JAMB Commerce · Section A
Study notes for Elements of Marketing — part of the JAMB UTME Commerce syllabus. 6 learning objectives with explanations and exam tips.
Marketing is simply the process of connecting products to people who need them. Think of it as the bridge between what businesses produce and what customers want to buy. The importance of marketing cannot be overstated because without it, even the best products remain unknown. Companies like Dangote Cement invested heavily in marketing to become household names across Nigeria, ensuring their cement reaches construction sites in Lagos, Kano, and everywhere in between.
The main functions of marketing include identifying customer needs, creating awareness through advertising, setting competitive prices, and ensuring products reach customers easily. Marketing also gathers information about what customers want so businesses can improve their offerings. Additionally, it builds brand loyalty, making customers choose your product repeatedly over competitors.
The marketing concept is a business philosophy that puts the customer at the centre of everything a company does. Instead of just producing goods and hoping people buy them, businesses using this concept first study what customers want and need, then produce those goods. This approach ensures products are relevant and customers are satisfied.
Think about MTN Nigeria. Before expanding their data services, MTN researched what Nigerian consumers needed—affordable, reliable internet access. They designed their packages based on these findings, making them competitive and customer-focused. This customer-first thinking helped them maintain market leadership.
The marketing concept differs from older approaches where businesses simply made products and then tried to sell them. Today's successful Nigerian companies like Dangote and PZ understand that understanding your market is everything. When you satisfy customer needs properly, profits naturally follow.
The marketing mix comprises four key elements that businesses use to satisfy customers and achieve sales goals. These are Product, Price, Place, and Promotion, commonly called the "4Ps."
Product refers to the actual goods or services being sold. Price is what customers pay for it. Place describes where and how customers access the product, whether in shops, online, or markets. Promotion involves advertising and encouraging people to buy through various communication channels.
Consider Dangote Cement as an example. The company produces quality cement (Product), sets competitive prices based on market demand (Price), distributes through retailers nationwide (Place), and advertises via television and billboards (Promotion). When all four elements work together effectively, the business attracts more customers and increases revenue.
Understanding how these elements interact is crucial for business success. A great product at an expensive price with poor distribution won't sell well. Each element must complement the others.

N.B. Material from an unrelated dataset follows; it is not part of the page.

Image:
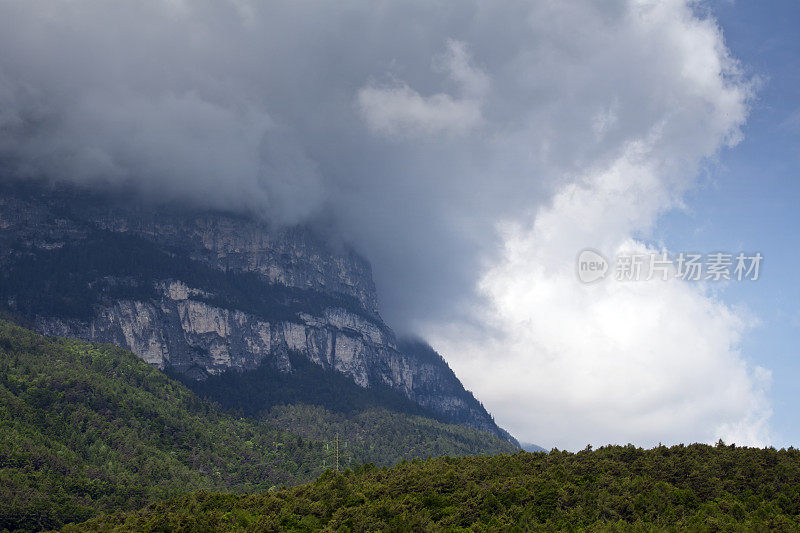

Market segmentation is simply dividing your total market into smaller groups of customers with similar needs, wants, or characteristics. Instead of selling one product to everyone, businesses identify specific groups and create tailored marketing strategies for each group.
Think of it this way: a phone company like MTN doesn't market the same way to students, business professionals, and elderly people. Students want affordable data plans, professionals need reliable business services, and elderly customers prefer simple calling packages. By segmenting the market, MTN can advertise different products to different groups effectively.
Common ways to segment markets include age, income level, location, lifestyle, and buying behavior. This approach saves money because you're not wasting resources advertising to people who won't buy your product.
Public relations (PR) is how businesses communicate with the public to build trust and manage their image. It involves creating positive relationships between a company and its customers, media, and society. Customer service, on the other hand, is the direct support a business provides to help customers before, during, and after purchase. Both work together to keep customers happy and loyal.
Think of Nigerian banks like GTBank. Their PR team handles press releases and sponsorships to maintain a good public image, while their customer service team handles complaints through call centers and branches. When a customer has a problem with their account, the service team fixes it quickly. This combination makes customers trust the bank and recommend it to others.
Good PR and customer service prevent negative publicity and turn customers into brand ambassadors. Without them, even quality products fail.
E-marketing, also called electronic marketing or digital marketing, means promoting and selling products or services using the internet and digital devices. Instead of traditional newspaper ads or TV commercials, businesses use websites, social media, emails, and mobile apps to reach customers. E-marketing allows companies to advertise 24/7 and target specific groups of people based on their interests and location.
A perfect Nigerian example is Jumia, the online shopping platform. Jumia uses email campaigns, Instagram advertisements, and their website to promote products like phones, clothes, and household items to millions of Nigerians daily. They track customer behavior online and personalize what each person sees.
The key advantage of e-marketing is that it's usually cheaper than traditional marketing and gives businesses instant feedback about what customers want. Companies can measure exactly how many people clicked their ads or made purchases.